Von Dutch était abasourdi par la beauté de ce qu’il observait. Des rayons de soleil, de l’eau d’une pureté sans fin, des végétaux qui semblaient presque irréels se dégageait un sentiment de pureté et de fraîcheur sans limite… Soudain le paisible animal se tourna complètement vers Von Dutch qui s’était rapproché de la surface de l’eau… et l’intendant partit d’un fou rire qui fit accourir tout le reste de l’équipage. Le poisson était affublé d’une paire de mandibules molles et proéminente qui conférait à l’animal une… tronche de cake, purement et simplement.

- Oah la tronche, rigola Von Dutch. Pauv’bête, tiens, il ressemble à Klebz, un peu !

Mécontent, ledit Klebz poussa l’intendant dans la flotte, et celui-ci bascula cul par dessus tête dans le cours d’eau, affolant du même coup le poisson-cake et ses quelques congénères qui l’avaient rejoint.

- Qu’est-ce que c’est que ce bordel encore? pesta Tipek. Klebz ! À peine remis vous foutez déjà le boxon ! Bon Von Dutch, arrêtez de jouer dans l’eau je vous prie.

Klebz, beau joueur, aida le ruisselant à s’extirper de l’eau.

- Mais qu’est-ce que t’as à te marrer comme ça, au juste ? s’interrogeait-il.

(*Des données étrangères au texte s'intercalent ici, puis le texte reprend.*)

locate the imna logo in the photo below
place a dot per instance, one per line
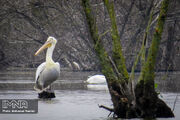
(20, 104)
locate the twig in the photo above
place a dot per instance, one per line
(175, 102)
(106, 108)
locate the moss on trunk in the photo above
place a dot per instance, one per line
(146, 100)
(117, 55)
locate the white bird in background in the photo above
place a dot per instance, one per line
(48, 71)
(96, 79)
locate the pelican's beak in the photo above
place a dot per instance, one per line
(46, 45)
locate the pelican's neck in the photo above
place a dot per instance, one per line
(49, 54)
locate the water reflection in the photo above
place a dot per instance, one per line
(78, 101)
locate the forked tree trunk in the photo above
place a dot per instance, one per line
(145, 102)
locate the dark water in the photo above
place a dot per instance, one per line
(76, 101)
(75, 105)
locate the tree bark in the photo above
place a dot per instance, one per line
(145, 102)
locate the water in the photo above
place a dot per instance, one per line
(74, 105)
(68, 105)
(77, 101)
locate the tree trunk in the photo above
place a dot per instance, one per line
(145, 102)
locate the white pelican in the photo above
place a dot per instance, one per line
(96, 79)
(48, 71)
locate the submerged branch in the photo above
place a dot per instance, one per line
(106, 108)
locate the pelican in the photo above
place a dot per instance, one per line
(48, 71)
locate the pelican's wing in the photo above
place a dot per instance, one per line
(39, 70)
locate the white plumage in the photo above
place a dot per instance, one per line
(48, 71)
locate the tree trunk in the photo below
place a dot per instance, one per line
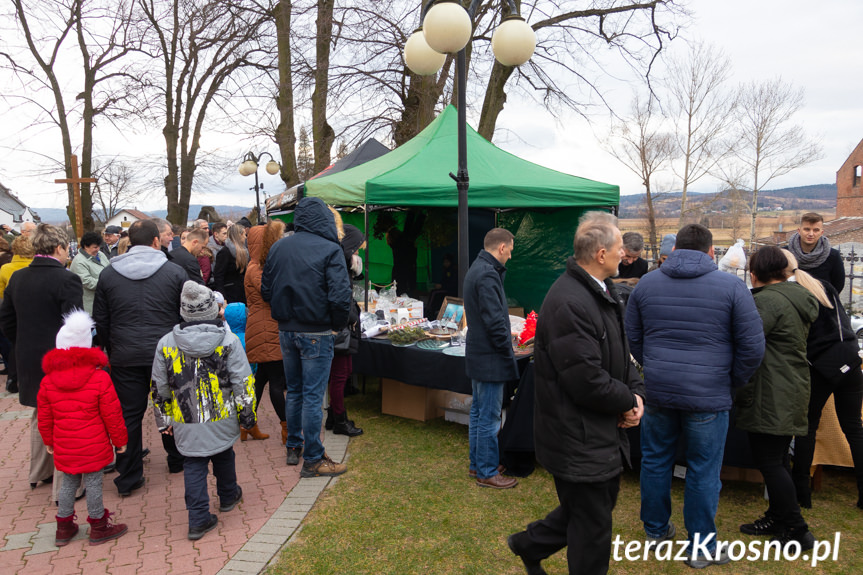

Skofüld avait avisé ses nouveaux compagnons que l’Amérion n’était plus qu’à quelques centaines de mètres. À cette annonce, Von Dutch s’était empressé de choper un ou deux poissons-cakes, éventuellement dans l’espoir de les bouffer. D’ailleurs ces gros cons de poissons n’avaient d’autre parade pour faire fuir leurs adversaires que de gonfler, gonfler, gonfler en se remplissant d’eau. Le problème qui se posait immédiatement était celui  de la fuite : les nageoires devenaient sous-dimensionnées, hydrodynamiquement parlant s'entend, et le poisson-cake avait l’air... d’un cake. Von Dutch n’avait donc eu aucun mal à attraper ces bestiaux mais beaucoup plus à les dégonfler pour les ranger. Il s’était contenté d’utiliser la méthode dite du presse-agrume, et les poissons-cakes n’avaient pu qu’émettre un pfrblrbl de protestation (ou de dégonflage). C’est vrai, quoi, y’en a marre de la carne, se dit Von Dutch. En plus un train vaut mieux que deux kilos de rats. Skofüld, donc, avertit les fugitifs. Le trajet le plus court serait sûrement gardé, et il faudrait donc passer par des sentiers détournés (façon raccourci qui rallonge, quoi).

- Je vous préviens, annonça-t-il, ces sentiers sont vraiment plus sauvages que ceux que vous avez empruntés à l’aller. Nous devons nous enfoncer dans la forêt , hostile et sauvage comme... comme une forêt. Ne vous éloignez pas du sentier, ne ramassez rien, ne touchez à rien, ne reniflez rien ! Klebz ?

- Oui bon ça va… bougonna le mécanicien.

Ils entreprirent donc un voyage de plusieurs heures long et chiant qui n’a d’autre caractéristique que celle d’être long et chiant, à un détail près. Quelques bestiaux croisèrent leur chemin, du plus petit qui couinait, charriant quelques glands et une tripotée de petits, jusqu’au plus gros qui reniflait le sol en gronkgronkant d’un air affairé. Le périple devenait vraiment pesant, et Klebz regardait la nature environnante avec intérêt. Il aurait bien été faire frouch frouch dans les buissons, histoire de trouver des trucs qui sentent bon, n’eût été le conseil de Skofüld. Une branche basse retint son attention. De gros fruits pourpres y pendaient, accompagnés de feuilles d’un vert vif inhabituel si loin de la cime des arbres. Quelques fleurs rouges répandaient leur entêtant parfum dans l’air, tant et si bien que Klebz ne put résister à l’envie de flairer ce végétal qui avait l’air de sentir super bon de près. À l’instant où il approchait sa truffe d’une des envoûtantes fleurs, Skofüld se retourna et cria.

- NON NE…

Trottoir. Klebz avait collé sa putain de truffe sur la branche qu’il avait saisit de sa main gauche libre (l’autre portant le poids de sa connerie, avait annoncé Tipek par la suite). Le groupe s’immobilisa, juste à temps pour voir la truffe et la main de Klebz enfler et rougir jusqu’à atteindre la taille d’un ballon sauteur pour l’appendice nasal, et d’un gros claquoir à tapis pour la main. Klebz flippait et surtout il douillait, les gonflements s’accompagnant de vives démangeaisons, expliquait Skofüld d’un ton docte tandis que Klebz couinait.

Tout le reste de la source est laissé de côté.